Gunther von Hagens, a medical doctor and professor of anatomy born

i

n East Germany, invented the process of "plastinization" used for the exhibit. In plastinization, the flesh and fat of medical cadavers are dissolved in acetone, and the bones, nerves, muscles and organs completely saturated with plastic. The bodies are then modeled as if they were doing activities from everyday life.

For example, another athlete is shown dribbling a basketball, rushing downcourt. There's a woman suspended in air swimming, her muscles turning and taut. Some figures still have strips of flesh attached. Others are sectioned into flat slices. Many, like the pole-vaulter, look like exploded puppets, with their own parts dangling by wires in front of them.

But the show's clear tour de force is a plastinized man astride a plastinized horse. The man holds his brains in his right hand and the horse's somewhat smaller organ of thought in his left.

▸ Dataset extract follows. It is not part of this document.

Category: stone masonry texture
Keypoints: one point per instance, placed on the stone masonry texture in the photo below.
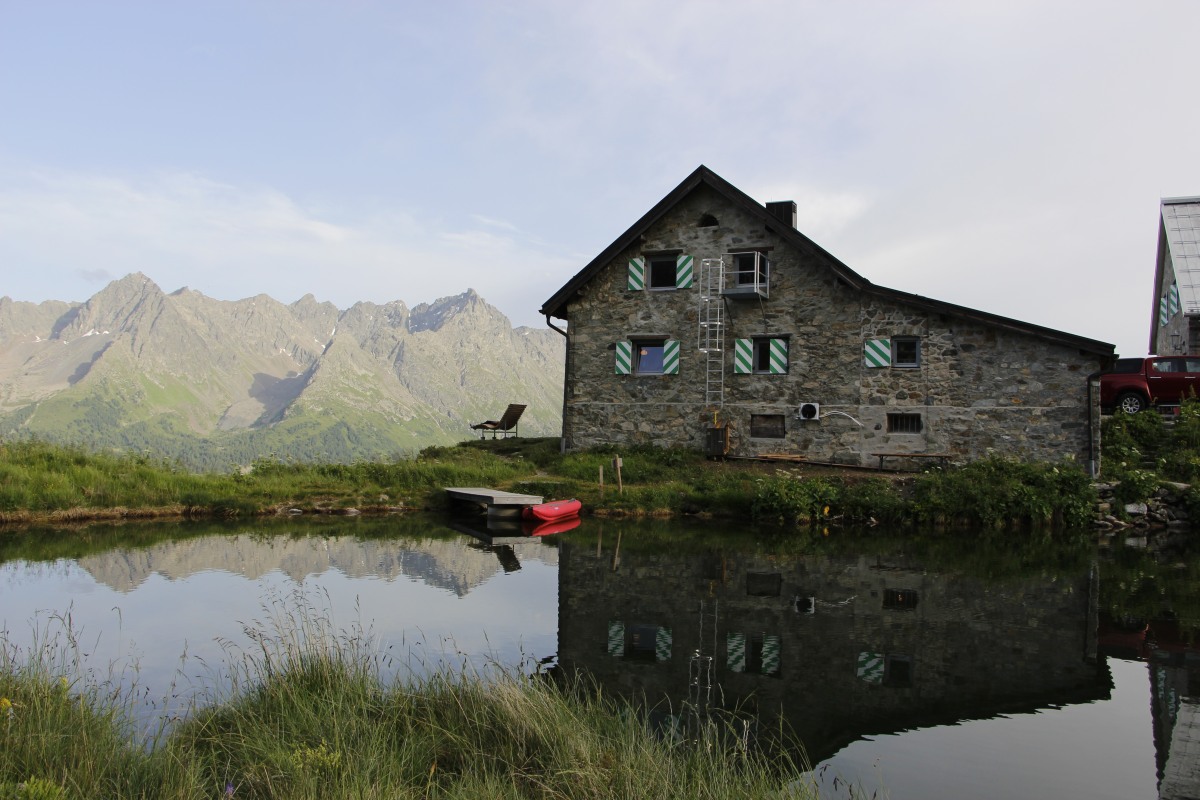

Von Hagens' stated mission in life is to bring anatomy to the people. Derided by some as a mere showman and pimp, he has been accused of chicanery and pornography by critics in both the medical and religious worlds.

Still, no one can dispute his show's success. Since the 1997 opening of "Body Worlds"in Germany, over nine million in Japan, Austria, Switzerland, Belgium and now London have seen it. Over 5,000 of these attendees have reportedly volunteered to have their bodies plastinized after death.

"Body Worlds" closes in London Feb. 9 and will move to Munich. No plans have been announced for a U.S. tour.